I was trying to understand using many columns in the IN query and came across this statement.
SELECT (1, 2) IN (SELECT c1, c2 FROM VALUES(1, 2), (3, 4) AS (c1, c2));
Its output is as follows
(named_struct('1', 1, '2', 2) IN (listquery())) |
true |
I tried using named_struct directly as follows
SELECT NAMED_STRUCT('1', 1, '2', 2) IN (SELECT c1, c2 FROM VALUES(1, 2), (3, 4) AS (c1, c2));
It gives the following error
Cannot resolve "(named_struct(1, 1, 2, 2) IN (listquery()))" due to data type mismatch:
The number of columns in the left hand side of an IN subquery does not match the number of columns in the output of subquery.

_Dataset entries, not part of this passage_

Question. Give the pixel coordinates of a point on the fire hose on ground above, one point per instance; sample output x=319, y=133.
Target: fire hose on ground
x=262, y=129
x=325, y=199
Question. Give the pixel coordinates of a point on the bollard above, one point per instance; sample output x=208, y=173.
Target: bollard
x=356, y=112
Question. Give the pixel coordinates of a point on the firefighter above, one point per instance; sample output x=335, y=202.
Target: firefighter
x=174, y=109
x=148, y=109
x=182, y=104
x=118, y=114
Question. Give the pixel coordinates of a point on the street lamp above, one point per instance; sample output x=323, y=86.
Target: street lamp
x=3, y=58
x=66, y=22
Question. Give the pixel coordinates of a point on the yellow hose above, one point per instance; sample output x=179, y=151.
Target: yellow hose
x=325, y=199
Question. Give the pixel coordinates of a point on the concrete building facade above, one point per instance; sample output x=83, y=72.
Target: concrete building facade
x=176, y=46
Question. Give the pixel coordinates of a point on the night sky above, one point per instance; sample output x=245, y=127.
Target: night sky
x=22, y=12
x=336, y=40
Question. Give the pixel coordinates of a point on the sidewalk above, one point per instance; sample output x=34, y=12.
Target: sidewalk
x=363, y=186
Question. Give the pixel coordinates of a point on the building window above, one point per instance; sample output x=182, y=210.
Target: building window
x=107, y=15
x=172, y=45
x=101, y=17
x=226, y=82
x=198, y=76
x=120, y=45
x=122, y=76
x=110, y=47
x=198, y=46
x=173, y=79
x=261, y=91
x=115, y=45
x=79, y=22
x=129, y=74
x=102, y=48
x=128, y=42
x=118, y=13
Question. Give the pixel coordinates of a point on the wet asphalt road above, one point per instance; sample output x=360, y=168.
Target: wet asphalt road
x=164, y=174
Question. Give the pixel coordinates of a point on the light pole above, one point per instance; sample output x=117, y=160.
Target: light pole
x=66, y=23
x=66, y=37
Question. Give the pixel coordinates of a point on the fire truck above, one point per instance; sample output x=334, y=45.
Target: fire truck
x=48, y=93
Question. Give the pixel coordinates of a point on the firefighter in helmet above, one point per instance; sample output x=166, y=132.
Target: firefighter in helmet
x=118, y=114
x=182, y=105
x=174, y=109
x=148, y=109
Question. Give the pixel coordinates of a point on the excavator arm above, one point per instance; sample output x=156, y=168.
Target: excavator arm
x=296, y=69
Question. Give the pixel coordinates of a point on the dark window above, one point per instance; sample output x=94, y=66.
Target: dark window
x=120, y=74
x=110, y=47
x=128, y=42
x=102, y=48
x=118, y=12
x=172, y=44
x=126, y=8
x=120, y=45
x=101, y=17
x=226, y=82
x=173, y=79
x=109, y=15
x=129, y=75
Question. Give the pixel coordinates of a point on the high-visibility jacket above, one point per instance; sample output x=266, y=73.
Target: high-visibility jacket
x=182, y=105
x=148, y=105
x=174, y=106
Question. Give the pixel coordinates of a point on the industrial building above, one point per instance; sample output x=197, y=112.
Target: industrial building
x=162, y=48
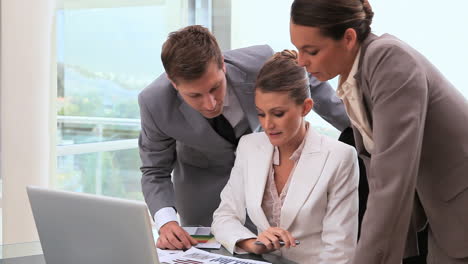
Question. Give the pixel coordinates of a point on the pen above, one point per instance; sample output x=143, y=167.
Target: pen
x=281, y=242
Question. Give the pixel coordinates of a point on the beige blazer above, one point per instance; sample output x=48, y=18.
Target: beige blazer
x=420, y=128
x=320, y=208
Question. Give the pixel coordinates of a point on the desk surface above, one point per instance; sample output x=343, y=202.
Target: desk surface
x=31, y=253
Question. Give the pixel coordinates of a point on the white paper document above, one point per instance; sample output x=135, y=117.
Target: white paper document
x=197, y=256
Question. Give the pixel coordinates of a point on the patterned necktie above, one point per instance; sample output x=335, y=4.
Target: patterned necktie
x=222, y=126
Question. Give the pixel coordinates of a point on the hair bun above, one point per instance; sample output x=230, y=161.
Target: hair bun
x=368, y=10
x=291, y=54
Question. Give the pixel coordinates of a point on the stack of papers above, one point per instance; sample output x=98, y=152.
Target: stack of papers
x=197, y=256
x=203, y=236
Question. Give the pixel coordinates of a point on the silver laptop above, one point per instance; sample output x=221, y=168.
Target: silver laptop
x=76, y=228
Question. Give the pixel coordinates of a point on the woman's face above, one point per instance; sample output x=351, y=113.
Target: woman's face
x=280, y=117
x=323, y=57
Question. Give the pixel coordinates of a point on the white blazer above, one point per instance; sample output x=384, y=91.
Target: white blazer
x=320, y=208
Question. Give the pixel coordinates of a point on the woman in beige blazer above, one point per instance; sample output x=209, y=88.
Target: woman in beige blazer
x=294, y=183
x=410, y=126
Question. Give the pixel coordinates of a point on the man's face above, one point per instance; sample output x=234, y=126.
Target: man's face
x=206, y=94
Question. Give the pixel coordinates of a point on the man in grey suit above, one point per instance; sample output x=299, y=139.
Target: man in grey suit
x=191, y=119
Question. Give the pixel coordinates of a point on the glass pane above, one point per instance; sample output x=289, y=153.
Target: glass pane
x=105, y=56
x=107, y=52
x=110, y=173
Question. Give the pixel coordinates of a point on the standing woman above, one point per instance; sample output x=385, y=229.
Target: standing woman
x=410, y=126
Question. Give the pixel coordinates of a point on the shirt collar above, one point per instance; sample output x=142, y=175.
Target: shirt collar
x=345, y=86
x=296, y=154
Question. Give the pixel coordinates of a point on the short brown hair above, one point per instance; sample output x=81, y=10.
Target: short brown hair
x=281, y=73
x=333, y=17
x=187, y=52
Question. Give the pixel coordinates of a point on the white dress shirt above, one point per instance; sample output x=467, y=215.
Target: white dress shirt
x=233, y=112
x=351, y=95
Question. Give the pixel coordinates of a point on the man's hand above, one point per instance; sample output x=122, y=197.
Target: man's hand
x=172, y=236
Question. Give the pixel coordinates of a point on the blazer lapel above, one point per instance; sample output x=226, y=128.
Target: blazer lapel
x=258, y=169
x=304, y=178
x=201, y=126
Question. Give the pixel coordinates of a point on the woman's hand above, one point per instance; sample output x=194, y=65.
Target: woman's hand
x=271, y=241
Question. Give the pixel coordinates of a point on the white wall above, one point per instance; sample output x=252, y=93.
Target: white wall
x=26, y=106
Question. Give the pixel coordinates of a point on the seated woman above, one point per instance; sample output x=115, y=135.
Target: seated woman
x=294, y=183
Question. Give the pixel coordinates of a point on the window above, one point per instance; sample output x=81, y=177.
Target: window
x=107, y=51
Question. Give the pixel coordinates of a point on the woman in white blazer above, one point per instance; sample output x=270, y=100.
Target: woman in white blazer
x=294, y=183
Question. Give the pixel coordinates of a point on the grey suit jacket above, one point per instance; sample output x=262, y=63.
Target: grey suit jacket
x=177, y=139
x=420, y=127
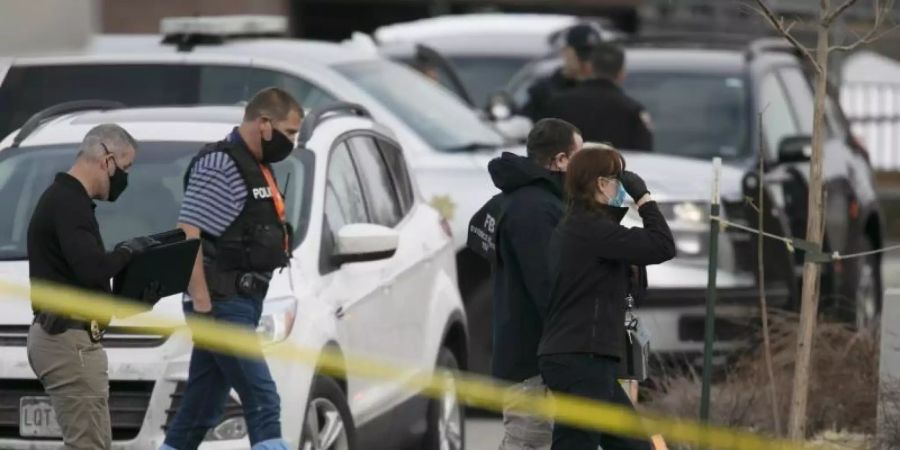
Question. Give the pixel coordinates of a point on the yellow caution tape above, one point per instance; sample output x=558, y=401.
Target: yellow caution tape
x=473, y=390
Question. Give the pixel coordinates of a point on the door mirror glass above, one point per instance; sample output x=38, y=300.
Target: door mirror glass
x=363, y=242
x=515, y=128
x=795, y=149
x=500, y=106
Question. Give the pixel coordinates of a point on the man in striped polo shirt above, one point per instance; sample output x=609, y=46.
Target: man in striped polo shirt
x=233, y=205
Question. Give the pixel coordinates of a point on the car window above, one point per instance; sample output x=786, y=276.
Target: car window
x=439, y=117
x=485, y=75
x=227, y=85
x=694, y=114
x=777, y=120
x=797, y=87
x=344, y=204
x=150, y=204
x=380, y=194
x=28, y=89
x=396, y=163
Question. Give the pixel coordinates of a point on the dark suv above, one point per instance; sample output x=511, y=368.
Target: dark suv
x=727, y=97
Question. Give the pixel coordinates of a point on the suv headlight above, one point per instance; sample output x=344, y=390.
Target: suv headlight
x=690, y=212
x=277, y=319
x=689, y=224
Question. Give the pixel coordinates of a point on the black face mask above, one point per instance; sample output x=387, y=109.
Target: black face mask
x=276, y=149
x=118, y=181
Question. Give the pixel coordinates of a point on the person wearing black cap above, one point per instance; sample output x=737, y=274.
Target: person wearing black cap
x=599, y=107
x=580, y=40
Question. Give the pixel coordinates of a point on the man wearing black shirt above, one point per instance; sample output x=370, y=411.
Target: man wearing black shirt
x=580, y=41
x=599, y=107
x=65, y=247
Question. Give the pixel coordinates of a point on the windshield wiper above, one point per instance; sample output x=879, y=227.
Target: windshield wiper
x=471, y=147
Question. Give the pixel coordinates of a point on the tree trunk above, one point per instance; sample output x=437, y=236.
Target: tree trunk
x=814, y=231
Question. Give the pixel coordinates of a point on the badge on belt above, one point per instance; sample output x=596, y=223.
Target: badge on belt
x=96, y=331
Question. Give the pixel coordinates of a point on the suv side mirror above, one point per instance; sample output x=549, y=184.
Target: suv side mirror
x=500, y=106
x=795, y=149
x=363, y=242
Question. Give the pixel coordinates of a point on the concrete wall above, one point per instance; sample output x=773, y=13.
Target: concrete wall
x=42, y=26
x=143, y=16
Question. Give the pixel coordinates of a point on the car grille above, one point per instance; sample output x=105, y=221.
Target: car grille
x=778, y=260
x=232, y=407
x=128, y=401
x=116, y=337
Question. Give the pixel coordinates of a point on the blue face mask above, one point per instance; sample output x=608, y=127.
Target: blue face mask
x=619, y=199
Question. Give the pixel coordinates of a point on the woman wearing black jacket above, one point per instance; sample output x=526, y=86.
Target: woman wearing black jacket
x=590, y=259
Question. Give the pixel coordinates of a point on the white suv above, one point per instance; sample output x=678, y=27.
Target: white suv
x=447, y=145
x=404, y=307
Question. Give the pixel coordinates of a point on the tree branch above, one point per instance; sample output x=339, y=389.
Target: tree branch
x=834, y=14
x=882, y=14
x=779, y=26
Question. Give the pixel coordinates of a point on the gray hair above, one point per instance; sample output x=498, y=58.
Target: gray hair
x=106, y=137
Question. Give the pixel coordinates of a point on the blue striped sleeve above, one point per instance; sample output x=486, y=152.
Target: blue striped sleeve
x=215, y=194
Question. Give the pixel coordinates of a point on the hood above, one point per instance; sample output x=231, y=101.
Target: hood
x=675, y=178
x=510, y=172
x=14, y=310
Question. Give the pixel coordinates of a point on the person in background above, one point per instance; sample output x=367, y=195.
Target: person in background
x=599, y=107
x=590, y=258
x=65, y=247
x=233, y=205
x=532, y=189
x=580, y=41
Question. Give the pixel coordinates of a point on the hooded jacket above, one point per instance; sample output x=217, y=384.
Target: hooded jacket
x=533, y=207
x=590, y=259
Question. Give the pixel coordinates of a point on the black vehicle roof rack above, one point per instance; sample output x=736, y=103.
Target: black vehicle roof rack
x=188, y=32
x=36, y=120
x=691, y=39
x=319, y=115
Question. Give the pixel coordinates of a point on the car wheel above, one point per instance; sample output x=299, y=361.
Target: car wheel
x=867, y=307
x=328, y=424
x=479, y=310
x=446, y=416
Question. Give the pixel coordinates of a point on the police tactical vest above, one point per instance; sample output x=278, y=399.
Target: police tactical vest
x=255, y=241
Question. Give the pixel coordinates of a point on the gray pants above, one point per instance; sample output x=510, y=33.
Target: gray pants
x=523, y=431
x=74, y=372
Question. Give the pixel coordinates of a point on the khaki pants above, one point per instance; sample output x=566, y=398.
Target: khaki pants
x=74, y=372
x=523, y=431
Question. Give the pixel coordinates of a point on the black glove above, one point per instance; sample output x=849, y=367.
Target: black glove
x=152, y=293
x=137, y=245
x=634, y=185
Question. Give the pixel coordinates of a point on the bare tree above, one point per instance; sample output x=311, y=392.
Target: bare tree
x=763, y=303
x=818, y=60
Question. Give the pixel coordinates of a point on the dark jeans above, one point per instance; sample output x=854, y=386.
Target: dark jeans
x=591, y=377
x=212, y=375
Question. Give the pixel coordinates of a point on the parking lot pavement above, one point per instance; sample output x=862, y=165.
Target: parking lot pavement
x=483, y=433
x=890, y=269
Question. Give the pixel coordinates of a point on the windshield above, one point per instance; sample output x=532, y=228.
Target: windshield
x=484, y=76
x=435, y=114
x=28, y=89
x=695, y=115
x=149, y=205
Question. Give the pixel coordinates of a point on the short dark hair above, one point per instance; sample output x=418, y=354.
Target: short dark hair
x=550, y=137
x=582, y=38
x=272, y=102
x=607, y=60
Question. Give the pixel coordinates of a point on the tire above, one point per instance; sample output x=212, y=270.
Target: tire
x=446, y=416
x=479, y=310
x=863, y=308
x=327, y=424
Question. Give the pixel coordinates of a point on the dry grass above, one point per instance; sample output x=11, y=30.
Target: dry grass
x=842, y=394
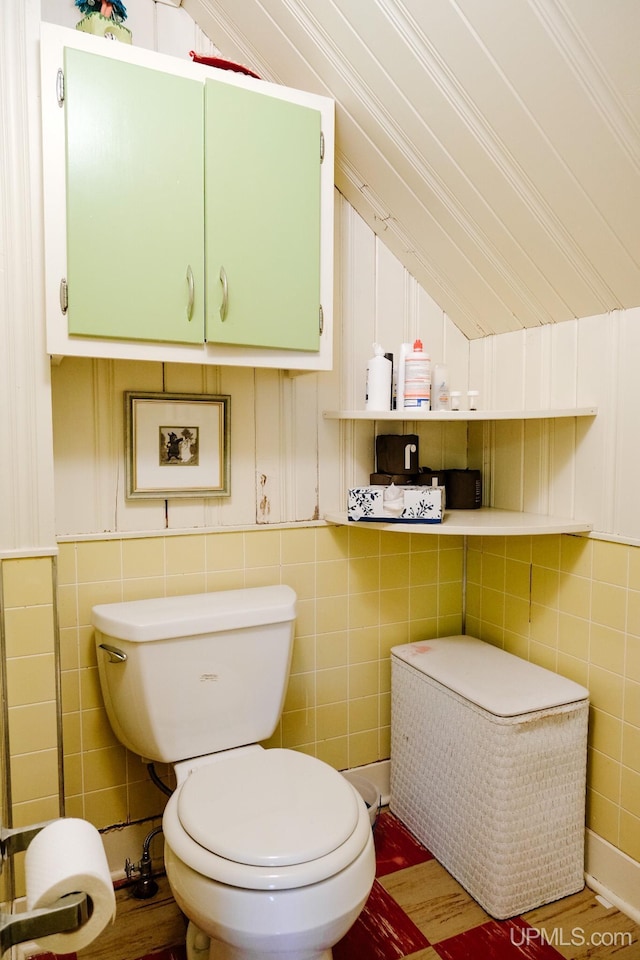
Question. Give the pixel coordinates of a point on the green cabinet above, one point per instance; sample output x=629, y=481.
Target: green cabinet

Left hand side columns(length: 1): ["named_struct(1, 1, 2, 2)"],
right hand side columns(length: 2): ["c1", "c2"].;
line 1 pos 36;
'Project [unresolvedalias(named_struct(1, 1, 2, 2) IN (list#1529887 []), None)]
: +- Project [c1#1529888, c2#1529889]
: +- SubqueryAlias AS
: +- LocalRelation [c1#1529888, c2#1529889]
+- OneRowRelation
Why does the number of columns becomes an issue now? The above query works fine even when I replace named_struct with struct.
Any help is appreciated.